18 - 1/2 cup plain Greek yogurt
19 - 2 tablespoons fresh lemon juice
20 - 1 teaspoon lemon zest
21 - 1 tablespoon chopped fresh dill or parsley
22 - Salt and black pepper to taste

→ Garnish

23 - Fresh dill or parsley, chopped
24 - Lemon wedges

# Method Steps:

01 - In a small bowl, whisk together Greek yogurt, lemon juice, zest, dill or parsley, and a pinch of salt and pepper. Cover and refrigerate until ready to serve.
02 - Heat 1 tablespoon olive oil in a large skillet over medium heat. Add bell pepper, zucchini, and red onion. Cook for 4-5 minutes until softened. Add cherry tomatoes, olives, capers if using, oregano, salt, and pepper. Sauté for another 2-3 minutes. Remove from skillet and keep warm.
03 - In the same skillet, heat 2 tablespoons olive oil over medium-high heat. Add cooked rice, pressing it down into an even layer. Cook undisturbed for 6-8 minutes until the bottom turns golden and crispy. Season with salt. Flip or stir to crisp additional sides if desired. Divide among serving bowls.
04 - Pat salmon fillets dry and season with salt and pepper. In a separate nonstick skillet, heat 1 tablespoon olive oil over medium-high heat. Add salmon fillets and cook for 3-4 minutes per side until golden and just cooked through.
05 - Top crispy rice with sautéed vegetables. Place a salmon fillet on each bowl.
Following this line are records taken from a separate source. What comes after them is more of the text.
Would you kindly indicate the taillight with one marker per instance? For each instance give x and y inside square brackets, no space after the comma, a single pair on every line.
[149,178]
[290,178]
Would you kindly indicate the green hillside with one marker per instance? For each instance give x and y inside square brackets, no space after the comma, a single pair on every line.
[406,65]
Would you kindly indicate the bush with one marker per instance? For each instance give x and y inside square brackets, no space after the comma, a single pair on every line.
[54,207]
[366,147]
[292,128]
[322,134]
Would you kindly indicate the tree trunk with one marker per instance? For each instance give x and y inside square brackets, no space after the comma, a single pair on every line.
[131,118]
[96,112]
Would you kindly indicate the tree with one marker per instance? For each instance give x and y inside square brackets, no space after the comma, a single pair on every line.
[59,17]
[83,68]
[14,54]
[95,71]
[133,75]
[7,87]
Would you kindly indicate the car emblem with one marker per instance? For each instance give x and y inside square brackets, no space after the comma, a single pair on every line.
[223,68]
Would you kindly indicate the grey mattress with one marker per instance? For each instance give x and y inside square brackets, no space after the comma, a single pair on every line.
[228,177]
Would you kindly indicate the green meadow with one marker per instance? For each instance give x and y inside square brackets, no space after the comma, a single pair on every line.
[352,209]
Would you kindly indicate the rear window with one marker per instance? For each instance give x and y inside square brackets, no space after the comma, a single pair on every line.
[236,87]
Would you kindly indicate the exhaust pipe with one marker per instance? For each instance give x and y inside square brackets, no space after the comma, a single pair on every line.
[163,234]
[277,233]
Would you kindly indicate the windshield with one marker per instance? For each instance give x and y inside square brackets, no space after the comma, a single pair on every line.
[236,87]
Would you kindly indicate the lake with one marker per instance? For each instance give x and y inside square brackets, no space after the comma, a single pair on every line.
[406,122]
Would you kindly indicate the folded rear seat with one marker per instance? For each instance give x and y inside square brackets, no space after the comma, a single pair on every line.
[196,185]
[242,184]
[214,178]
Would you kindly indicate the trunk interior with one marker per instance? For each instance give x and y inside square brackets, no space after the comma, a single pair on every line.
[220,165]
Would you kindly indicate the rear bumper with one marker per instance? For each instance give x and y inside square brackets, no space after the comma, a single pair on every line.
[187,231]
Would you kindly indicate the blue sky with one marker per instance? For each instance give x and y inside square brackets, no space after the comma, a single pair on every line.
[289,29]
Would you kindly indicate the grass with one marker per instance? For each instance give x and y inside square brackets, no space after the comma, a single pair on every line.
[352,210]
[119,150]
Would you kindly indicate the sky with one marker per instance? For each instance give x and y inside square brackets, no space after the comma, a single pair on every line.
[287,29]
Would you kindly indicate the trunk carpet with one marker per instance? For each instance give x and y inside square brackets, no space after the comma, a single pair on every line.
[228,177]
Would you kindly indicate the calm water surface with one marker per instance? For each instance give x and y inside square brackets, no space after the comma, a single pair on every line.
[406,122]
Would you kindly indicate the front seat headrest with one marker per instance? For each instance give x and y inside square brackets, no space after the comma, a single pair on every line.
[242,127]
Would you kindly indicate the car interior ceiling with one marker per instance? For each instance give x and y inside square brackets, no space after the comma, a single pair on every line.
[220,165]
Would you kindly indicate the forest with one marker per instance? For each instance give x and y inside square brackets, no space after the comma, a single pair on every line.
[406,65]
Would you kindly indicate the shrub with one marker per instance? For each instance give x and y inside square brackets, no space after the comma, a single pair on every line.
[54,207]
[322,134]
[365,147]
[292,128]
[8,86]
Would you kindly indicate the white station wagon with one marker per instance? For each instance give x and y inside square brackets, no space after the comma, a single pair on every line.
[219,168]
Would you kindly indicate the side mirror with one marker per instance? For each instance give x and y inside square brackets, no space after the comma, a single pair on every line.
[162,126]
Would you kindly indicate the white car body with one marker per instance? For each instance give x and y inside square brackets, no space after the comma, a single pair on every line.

Drizzle with lemon-yogurt sauce, garnish with fresh herbs, and serve with lemon wedges.

# Expert Advice:

01 -
  • The crispy rice layer adds an unexpected crunch that turns plain leftovers into something restaurant-worthy.
  • Everything cooks in under 30 minutes once your rice is ready, making it perfect for weeknights when youre too hungry to wait.
  • The lemon-yogurt drizzle is bright and tangy enough to balance the richness of the salmon without feeling heavy.
  • You can swap the salmon for chicken, tofu, or even chickpeas and the bowl still works beautifully.
02 -
  • Pressing the rice into the pan and leaving it alone is the hardest part, if you stir it too early, it wont crisp, so resist the urge for at least 6 minutes.
  • Overcooked salmon turns dry and chalky, so pull it off the heat when the center is still a little translucent, it will finish cooking from residual heat.
  • If your yogurt drizzle tastes flat, add more lemon juice or a tiny pinch of salt, acidity and seasoning make all the difference.
03 -
  • Use a nonstick or well-seasoned cast iron skillet for the rice, it makes flipping and scraping so much easier.
  • If your salmon has skin, leave it on and cook it skin-side down first, it crisps up beautifully and protects the flesh from overcooking.
  • Taste the yogurt drizzle before serving, it should be bright and tangy, if its not, add more lemon juice or a pinch of salt.
  • Let the salmon rest for a minute after cooking so the juices redistribute and it stays moist when you cut into it.